Traverser la Chambre?

Michel Corbeil relate dans l‘édition du Soleil de ce matin les tractations qui auraient pu mener vers un événement rarissime à l‘Assemblée nationale, soit un député qui quitte son groupe parlementaire pour joindre un autre parti politique. Le député de Groulx, Pierre Descôteaux (LIB), aurait été approché par des membres de l‘État-major du Parti québécois afin de joindre l‘opposition officielle:

Le SoleilLe mardi 12 décembre 2006

PASSAGE DU PLQ AU PQ

Le député Descôteaux nie les rumeurs

Michel Corbeil
Le Soleil
Québec

Le député libéral de Groulx, Pierre Descôteaux, nie formellement la rumeur voulant qu‘il songe à traverser le parquet de la Chambre à l‘Assemblée nationale pour se joindre au Parti québécois.
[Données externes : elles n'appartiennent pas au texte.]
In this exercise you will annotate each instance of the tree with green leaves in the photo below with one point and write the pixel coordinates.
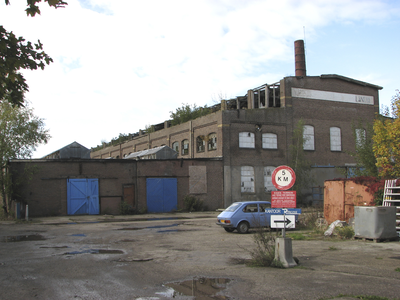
(33, 7)
(364, 154)
(386, 139)
(20, 133)
(300, 164)
(187, 113)
(17, 54)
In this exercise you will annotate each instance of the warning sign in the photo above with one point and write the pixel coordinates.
(283, 178)
(283, 199)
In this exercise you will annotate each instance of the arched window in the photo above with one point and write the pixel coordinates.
(308, 136)
(268, 185)
(270, 141)
(212, 141)
(360, 137)
(247, 179)
(336, 140)
(185, 147)
(246, 140)
(200, 144)
(175, 146)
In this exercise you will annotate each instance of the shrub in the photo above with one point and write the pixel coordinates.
(192, 203)
(345, 232)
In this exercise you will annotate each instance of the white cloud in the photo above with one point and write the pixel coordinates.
(120, 65)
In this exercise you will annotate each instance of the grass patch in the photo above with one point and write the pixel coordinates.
(361, 297)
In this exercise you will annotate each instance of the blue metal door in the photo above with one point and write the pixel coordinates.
(83, 196)
(162, 194)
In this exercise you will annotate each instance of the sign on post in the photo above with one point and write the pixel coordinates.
(283, 177)
(283, 221)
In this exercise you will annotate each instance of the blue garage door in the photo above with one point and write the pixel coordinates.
(83, 196)
(162, 194)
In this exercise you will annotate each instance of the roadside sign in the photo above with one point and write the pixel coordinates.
(283, 177)
(283, 221)
(274, 211)
(292, 211)
(285, 199)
L‘élu s‘est amusé d‘être approché à ce sujet. « C‘est rare qu‘un journaliste appelle un député d‘arrière-banc », a-t-il blagué.

« Si j‘étais sollicité par le PQ, je m‘en serais vanté », a-t-il ajouté. Il a signalé qu‘il comprend bien le jeu politique, même s‘il n‘a pas une longue expérience comme député.

Selon les bruits qui sont parvenus au Soleil, des tractations avaient eu lieu au plus haut niveau, ces derniers jours. Certains ont même affirmé que le député de Groulx, une circonscription au nord de Montréal, avait rencontré son chef, Jean Charest, et un conseiller du leader péquiste André Boisclair.

On a souvent vu un député démissionner (ou être démissionné!) de son parti politique afin de siéger en chambre comme député indépendant, mais le fait de passer directement d‘un parti à un autre est très peu fréquent à l‘Assemblée nationale. Les derniers événements de ce type remontent à la 31e législature (1976-1981), le député de Huntingdon, Claude Dubois (UN), ayant quitté l‘Union nationale en septembre 1979 afin de joindre le Parti libéral du Québec, tandis qu‘un an plus tard, le député de Rouyn-Noranda et chef du Parti démocrate créditiste, Camil Samson (CS), joignait également les libéraux. Pour sa part, le député de Lotbinière, Rodrigue Biron (ind.), avait démissionné comme chef de l‘Union nationale en mars 1980 et siégé comme député indépendant avant de joindre le PQ en novembre 1980.

Plus récemment, en août 1992, le député de Westmount, Richard B. Holden (ind.), annonçait qu‘il joignait le groupe parlementaire du Parti québécois, mais il s‘était écoulé près d‘un an entre sa démission du Parti égalité et son adhésion au PQ. Par ailleurs, le 2 mars 1994, le député d‘Iberville, Yvon Lafrance (ind.), qui avait quitté le Parti libéral du Québec un mois plus tôt, annonçait qu‘il siégerait comme député de l‘Action démocratique du Québec. L‘ADQ ne constituait toutefois pas un groupe parlementaire reconnu en chambre, n‘ayant pas encore participé à un scrutin à l‘époque.